As I’ve written many times, this approach puts the whole argument of free speech rights on its head. Normally, we defend “extreme” forms of free speech on the grounds that if we maintain these freedoms on the frontiers of our civilization, our core freedoms will not be threatened. This is the form arguments for everything from abortion rights to gun rights usually work. We must protect this questionable thing less we risk this other, unquestionable, core right.

The argument about free speech on campuses is so maddening because these petty magistrates want to crush the free exchange of serious ideas in a setting that is supposed to encourage such exchanges.

But the more important point, at least for me, is not the censoriousness of the campus commissars, but the ideology. Most of the speakers they want to ban aren’t spewing “hate speech” – whatever that is —  they’re offering “heresy speech.” Defenders of murderous Communist regimes aren’t banned from speaking on campuses – heck they often get tenure. Christina Hoff Sommers, Ayan Hirsi Ali and Charles Murray are kept off campuses because they are dangerous to leftwing orthodoxy and they expose the inability of college students to deal with arguments that undermine the secular religion of campus leftism.

That said, in a morally and intellectually healthy society, I’d have no problem with campuses refusing to lend resources to certain speakers. The idea that, say, the administrators of Yeshiva University, should be required to offer a venue to David Duke strikes me as silly as silly as saying he has a right to run an article in National Review.

In other words, the problem isn’t a lack of commitment to free speech (though that is a problem). The free speech argument is downstream of the real dilemma: The people running what should be citadels of civilizational confidence have turned against our civilization. Maybe some atheist speaker has been banned because he would hurt the feelings of religious students, but I’ve not heard about it. In other words, these administrators aren’t principally concerned with the sensitivities of “students” or even “students of color” or female students,  but of particular students who adhere to a specific ideology. The administrators use them as props and excuses to justify their ideological, quasi-religious, agenda.

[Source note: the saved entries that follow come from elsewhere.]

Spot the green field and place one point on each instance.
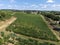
(31, 25)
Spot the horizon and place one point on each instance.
(48, 5)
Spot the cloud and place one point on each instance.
(1, 5)
(43, 5)
(56, 5)
(50, 1)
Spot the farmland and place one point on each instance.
(27, 29)
(31, 25)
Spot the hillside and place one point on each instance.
(29, 29)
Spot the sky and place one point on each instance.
(30, 4)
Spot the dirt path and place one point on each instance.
(7, 23)
(50, 28)
(40, 40)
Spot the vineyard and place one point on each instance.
(31, 25)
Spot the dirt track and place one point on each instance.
(7, 23)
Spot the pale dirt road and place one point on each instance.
(50, 28)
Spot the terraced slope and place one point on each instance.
(31, 25)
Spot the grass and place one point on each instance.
(31, 25)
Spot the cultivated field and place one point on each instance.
(31, 25)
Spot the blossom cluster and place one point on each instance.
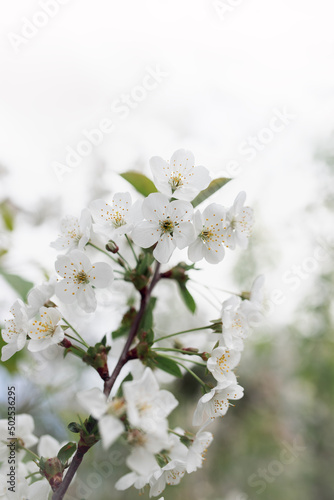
(164, 221)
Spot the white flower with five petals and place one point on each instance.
(215, 403)
(75, 233)
(197, 451)
(15, 331)
(105, 411)
(80, 277)
(147, 405)
(117, 218)
(45, 330)
(167, 223)
(210, 240)
(239, 223)
(170, 474)
(39, 295)
(179, 178)
(222, 362)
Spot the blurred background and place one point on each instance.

The irony comes when the defenders of these totalitarian enclaves must defend their stance to the larger society. Normal people and other elite critics shout “What about free speech?” And so the secular priests contort themselves into pretzels trying to make the case that their censorship is somehow consistent with some nonsensical notion of a “higher principle” of what free speech is. They can’t be honest and say, “We have a heckler’s veto for anything that smacks of heresy and we’re not afraid to use it.”

So much of the arguments about free speech would be better served if they skirted the issue of  “rights” and stuck to old-fashioned notions of decency, good manners and sound judgment. But such antiquarian considerations don’t do the work the left wants them to do. Those standards won’t keep Charles Murray & Co out (though they might leave Richard Spencer in the anonymity he deserves). Worse, such values stem from a mainstream tradition of what college is supposed to be and how democracy is supposed to work, and in the new time religion, those wellsprings have been rendered off-limits.